L'émergence des organisations ouvertes
Pour perdurer, les entreprises doivent se poser une question fondamentale : comment acquérir l'agilité d'une start-up dans des structures comptant des dizaines de milliers de salariés ? Pour Albert Meige, PDG de PRESANS et Directeur académique du programme Leading Digital Transformation à HEC Paris, il faut développer une nouvelle forme d'entreprise, qu'il appelle « l’Organisation Ouverte ».
Trois grandes tendances de rupture
Dans un livre blanc récemment publié par PRESANS, Albert Meige et son équipe d'experts examinent trois tendances fondamentales qui transforment nos sociétés et nos économies. Dans un monde où la concurrence est rude, ces tendances rendent l'innovation de plus en plus complexe et ont conduit à l'émergence des organisations ouvertes.
Tendance 1 : Inflation et fragmentation des connaissances
Albert Meige affirme que la fragmentation et l'inflation des connaissances ont transformé notre façon de gérer l'innovation. Les connaissances ont toujours été au cœur de l'innovation - pour rester compétitives, les entreprises doivent être innovantes. Encore récemment, les connaissances étaient rares et elles émanaient principalement des grandes entreprises et des universités. Cependant, au cours des dernières décennies, la prolifération des connaissances et l'accès aux connaissances en ont fait une richesse créée par de plus en plus d'acteurs. Il est maintenant moins coûteux, moins risqué et plus rapide d'utiliser les connaissances produites par d'autres.
Tendance 2 : Accélération de la "banalisation"
Le rythme auquel un nouveau produit devient une banalité progresse à un rythme rapide. Alors qu'il fallait autrefois huit ans à une société pétrolière et gazière pour mettre au point une nouvelle molécule, aujourd’hui, le même processus ne prend plus que quatre ou cinq ans. De plus, l'accélération de la banalisation a conduit à un glissement vers la « servicisation ». Le développement de produits devient de plus en plus complexe et, afin de se différencier de la concurrence, les entreprises doivent maintenant offrir un ensemble complet de services à valeur ajoutée. Michelin et Rolls-Royce, par exemple, ne vendent plus seulement des pneus ou des réacteurs, mais aussi des kilomètres sur la route ou dans les airs. L'art de l'innovation ne consiste pas tant à générer de nouvelles connaissances mais plutôt à assembler judicieusement les pièces du puzzle.

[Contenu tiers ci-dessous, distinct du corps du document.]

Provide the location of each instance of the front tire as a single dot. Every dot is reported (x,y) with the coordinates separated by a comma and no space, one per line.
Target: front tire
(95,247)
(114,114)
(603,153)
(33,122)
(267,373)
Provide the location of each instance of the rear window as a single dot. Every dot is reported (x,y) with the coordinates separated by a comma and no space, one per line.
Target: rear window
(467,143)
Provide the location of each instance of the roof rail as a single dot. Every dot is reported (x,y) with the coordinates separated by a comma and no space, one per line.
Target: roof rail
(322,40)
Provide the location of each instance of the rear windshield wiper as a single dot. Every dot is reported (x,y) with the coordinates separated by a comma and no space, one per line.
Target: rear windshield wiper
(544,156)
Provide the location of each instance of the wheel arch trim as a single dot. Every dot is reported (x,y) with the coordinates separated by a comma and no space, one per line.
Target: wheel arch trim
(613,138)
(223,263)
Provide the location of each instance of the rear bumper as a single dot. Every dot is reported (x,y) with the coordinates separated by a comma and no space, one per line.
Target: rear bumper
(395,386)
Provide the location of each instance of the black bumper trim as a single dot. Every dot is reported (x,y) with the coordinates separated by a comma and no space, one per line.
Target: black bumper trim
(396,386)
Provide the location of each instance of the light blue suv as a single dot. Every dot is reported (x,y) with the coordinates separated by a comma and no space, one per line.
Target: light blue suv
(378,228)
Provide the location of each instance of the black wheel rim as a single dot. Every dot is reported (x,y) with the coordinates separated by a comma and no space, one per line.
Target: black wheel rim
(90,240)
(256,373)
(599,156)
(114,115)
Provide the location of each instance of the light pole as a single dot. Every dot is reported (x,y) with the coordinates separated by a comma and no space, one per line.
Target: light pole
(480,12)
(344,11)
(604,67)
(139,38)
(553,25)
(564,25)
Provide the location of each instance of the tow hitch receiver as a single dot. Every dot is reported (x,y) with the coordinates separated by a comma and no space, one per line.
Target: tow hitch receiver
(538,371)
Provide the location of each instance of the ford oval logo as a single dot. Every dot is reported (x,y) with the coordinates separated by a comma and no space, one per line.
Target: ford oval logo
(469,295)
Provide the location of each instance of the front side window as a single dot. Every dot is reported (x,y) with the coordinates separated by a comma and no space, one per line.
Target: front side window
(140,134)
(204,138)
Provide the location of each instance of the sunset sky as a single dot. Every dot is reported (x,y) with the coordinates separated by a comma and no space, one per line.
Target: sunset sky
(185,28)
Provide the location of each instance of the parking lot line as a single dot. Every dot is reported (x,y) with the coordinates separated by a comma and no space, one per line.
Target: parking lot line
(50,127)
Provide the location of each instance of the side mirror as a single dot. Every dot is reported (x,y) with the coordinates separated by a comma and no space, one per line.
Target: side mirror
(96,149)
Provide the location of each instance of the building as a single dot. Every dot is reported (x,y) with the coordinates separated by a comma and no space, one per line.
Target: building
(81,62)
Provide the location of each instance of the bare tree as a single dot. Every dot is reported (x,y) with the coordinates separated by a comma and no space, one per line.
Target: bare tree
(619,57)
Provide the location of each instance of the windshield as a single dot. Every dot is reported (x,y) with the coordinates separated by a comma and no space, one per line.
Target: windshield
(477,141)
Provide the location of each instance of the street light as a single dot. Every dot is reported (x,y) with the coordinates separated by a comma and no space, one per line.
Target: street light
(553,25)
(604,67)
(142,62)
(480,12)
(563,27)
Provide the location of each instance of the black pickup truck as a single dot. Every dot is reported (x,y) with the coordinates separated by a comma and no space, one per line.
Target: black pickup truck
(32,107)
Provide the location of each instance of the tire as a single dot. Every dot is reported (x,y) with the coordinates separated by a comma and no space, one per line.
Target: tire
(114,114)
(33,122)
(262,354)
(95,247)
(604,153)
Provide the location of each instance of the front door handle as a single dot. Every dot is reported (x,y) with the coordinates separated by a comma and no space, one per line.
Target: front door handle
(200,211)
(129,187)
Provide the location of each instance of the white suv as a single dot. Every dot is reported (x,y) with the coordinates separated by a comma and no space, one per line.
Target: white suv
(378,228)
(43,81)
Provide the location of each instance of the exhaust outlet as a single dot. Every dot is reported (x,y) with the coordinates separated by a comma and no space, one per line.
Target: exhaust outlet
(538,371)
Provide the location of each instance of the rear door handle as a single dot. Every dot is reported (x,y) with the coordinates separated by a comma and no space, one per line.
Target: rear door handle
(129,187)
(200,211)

Tendance 3 : Transformation numérique
Les « barbares » du numérique créent de nouvelles règles qui posent de véritables défis aux entreprises traditionnelles. Parmi eux, citons Apple, qui a transformé et révolutionné l'industrie de la musique. En plus de concevoir des lecteurs MP3, Apple a créé une expérience intégrée pour écouter de la musique où que vous soyez. En utilisant les bons ingrédients – une approche centrée sur l'utilisateur, la bonne technologie et le talent des experts – Apple a réussi à remodeler l'industrie.
Aujourd'hui, les grands acteurs du monde numérique adoptent des stratégies similaires. En plus d'analyser les chaînes de valeur et de trouver les sources d'inefficacité, ils restent aussi près que possible de l'utilisateur final. Albert Meige souligne que les barbares du numérique offrent des services précieux (comme par exemple la possibilité de rechercher, de comparer et de réserver des hôtels en quelques clics sur Booking.com) qui leur permettent de renforcer leurs relations clients et d'accroître leurs profits.

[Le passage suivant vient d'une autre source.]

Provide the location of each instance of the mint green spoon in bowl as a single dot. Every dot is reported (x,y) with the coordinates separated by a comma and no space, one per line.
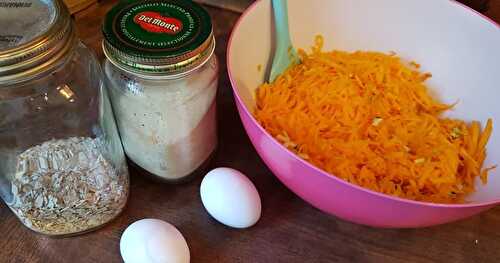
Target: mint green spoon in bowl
(284,55)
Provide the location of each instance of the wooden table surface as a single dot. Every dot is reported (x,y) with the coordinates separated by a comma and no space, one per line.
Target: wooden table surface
(289,231)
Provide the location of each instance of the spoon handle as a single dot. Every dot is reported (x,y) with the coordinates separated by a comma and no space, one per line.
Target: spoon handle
(283,40)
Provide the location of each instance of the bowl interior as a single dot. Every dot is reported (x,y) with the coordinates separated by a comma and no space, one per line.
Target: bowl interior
(458,46)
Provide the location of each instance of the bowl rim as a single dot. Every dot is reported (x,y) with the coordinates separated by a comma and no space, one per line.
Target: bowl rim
(321,171)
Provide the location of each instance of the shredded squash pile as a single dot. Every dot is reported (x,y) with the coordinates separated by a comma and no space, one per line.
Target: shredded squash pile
(368,118)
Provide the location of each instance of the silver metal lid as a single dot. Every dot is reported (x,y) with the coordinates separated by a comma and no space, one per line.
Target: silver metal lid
(39,33)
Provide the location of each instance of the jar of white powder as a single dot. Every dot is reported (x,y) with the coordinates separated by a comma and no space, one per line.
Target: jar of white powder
(162,75)
(62,166)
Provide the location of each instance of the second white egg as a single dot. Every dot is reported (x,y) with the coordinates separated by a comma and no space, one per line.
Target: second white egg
(231,198)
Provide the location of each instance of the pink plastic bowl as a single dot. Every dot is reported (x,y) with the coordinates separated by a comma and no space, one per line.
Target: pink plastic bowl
(459,46)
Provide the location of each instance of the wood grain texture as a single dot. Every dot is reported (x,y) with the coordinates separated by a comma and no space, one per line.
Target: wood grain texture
(289,231)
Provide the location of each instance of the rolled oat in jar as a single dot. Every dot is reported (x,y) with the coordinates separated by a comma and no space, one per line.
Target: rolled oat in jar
(162,75)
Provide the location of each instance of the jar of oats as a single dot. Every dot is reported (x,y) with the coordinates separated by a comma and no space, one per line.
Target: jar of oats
(62,166)
(162,75)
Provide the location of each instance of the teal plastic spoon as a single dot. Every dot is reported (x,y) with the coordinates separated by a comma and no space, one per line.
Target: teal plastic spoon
(284,55)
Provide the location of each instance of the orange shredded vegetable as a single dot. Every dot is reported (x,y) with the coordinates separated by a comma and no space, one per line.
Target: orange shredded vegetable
(368,118)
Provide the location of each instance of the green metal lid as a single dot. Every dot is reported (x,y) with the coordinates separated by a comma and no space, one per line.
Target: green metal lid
(157,36)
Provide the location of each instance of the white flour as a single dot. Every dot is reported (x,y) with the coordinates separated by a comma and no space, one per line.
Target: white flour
(168,127)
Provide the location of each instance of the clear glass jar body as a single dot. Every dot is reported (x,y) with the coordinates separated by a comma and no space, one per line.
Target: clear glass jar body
(167,125)
(62,165)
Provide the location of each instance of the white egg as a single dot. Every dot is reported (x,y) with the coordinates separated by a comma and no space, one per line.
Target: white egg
(231,198)
(153,241)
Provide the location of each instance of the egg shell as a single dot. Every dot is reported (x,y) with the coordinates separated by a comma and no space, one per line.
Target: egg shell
(231,198)
(153,241)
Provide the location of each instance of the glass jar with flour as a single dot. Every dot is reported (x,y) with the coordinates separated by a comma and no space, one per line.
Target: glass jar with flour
(162,75)
(62,166)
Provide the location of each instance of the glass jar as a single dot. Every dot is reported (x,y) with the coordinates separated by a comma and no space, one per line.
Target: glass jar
(62,166)
(163,75)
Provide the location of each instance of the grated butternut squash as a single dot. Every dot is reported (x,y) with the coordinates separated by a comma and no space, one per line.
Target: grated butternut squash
(368,118)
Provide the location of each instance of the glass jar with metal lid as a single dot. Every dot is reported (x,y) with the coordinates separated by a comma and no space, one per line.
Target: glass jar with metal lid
(163,75)
(62,165)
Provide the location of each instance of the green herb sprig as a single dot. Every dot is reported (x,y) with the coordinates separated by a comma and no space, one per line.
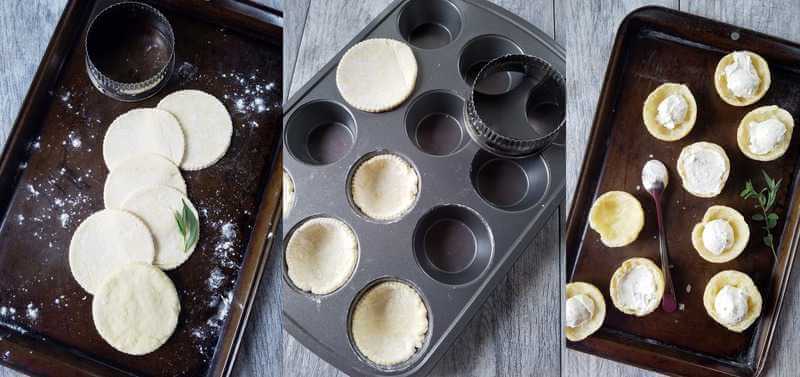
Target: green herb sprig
(189,225)
(766,199)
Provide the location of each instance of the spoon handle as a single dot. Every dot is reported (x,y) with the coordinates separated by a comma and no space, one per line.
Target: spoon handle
(669,303)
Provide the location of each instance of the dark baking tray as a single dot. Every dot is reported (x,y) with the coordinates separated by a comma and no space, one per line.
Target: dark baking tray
(53,165)
(656,45)
(321,323)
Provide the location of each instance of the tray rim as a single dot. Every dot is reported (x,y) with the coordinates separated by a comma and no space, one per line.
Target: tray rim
(259,247)
(790,237)
(555,206)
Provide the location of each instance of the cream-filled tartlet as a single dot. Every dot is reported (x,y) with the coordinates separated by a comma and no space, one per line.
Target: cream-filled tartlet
(389,323)
(722,234)
(732,299)
(384,187)
(585,310)
(670,112)
(704,168)
(637,287)
(742,78)
(321,255)
(618,217)
(764,134)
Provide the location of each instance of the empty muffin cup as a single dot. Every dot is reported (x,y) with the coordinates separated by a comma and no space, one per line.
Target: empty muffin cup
(453,244)
(509,184)
(434,123)
(480,51)
(130,51)
(321,255)
(383,186)
(320,132)
(389,324)
(429,24)
(523,121)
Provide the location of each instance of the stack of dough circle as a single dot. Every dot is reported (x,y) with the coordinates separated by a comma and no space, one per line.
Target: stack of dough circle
(581,332)
(141,131)
(618,217)
(105,241)
(650,112)
(377,75)
(384,187)
(389,323)
(616,286)
(741,234)
(321,255)
(206,124)
(136,309)
(738,280)
(140,172)
(721,84)
(762,114)
(156,206)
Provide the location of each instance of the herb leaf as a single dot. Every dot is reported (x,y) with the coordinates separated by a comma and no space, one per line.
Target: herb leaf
(766,199)
(188,225)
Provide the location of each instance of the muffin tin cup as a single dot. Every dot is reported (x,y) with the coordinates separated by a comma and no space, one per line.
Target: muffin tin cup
(130,51)
(484,231)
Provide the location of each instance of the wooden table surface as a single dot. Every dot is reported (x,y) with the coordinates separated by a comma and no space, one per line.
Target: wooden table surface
(517,332)
(589,44)
(25,29)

Ces tendances disruptives et transformatrices sont liées entre elles. L'accélération de la banalisation et la tendance à la servicisation ont poussé les entreprises à chercher des connaissances ailleurs, loin des sources traditionnelles de connaissances de base. La transformation numérique accélère également cette évolution vers la servicisation. Saisir les opportunités offertes par les organisations ouvertes peut non seulement permettre aux entreprises d'accroître leur avantage concurrentiel, mais aussi d'assurer leur survie à long terme.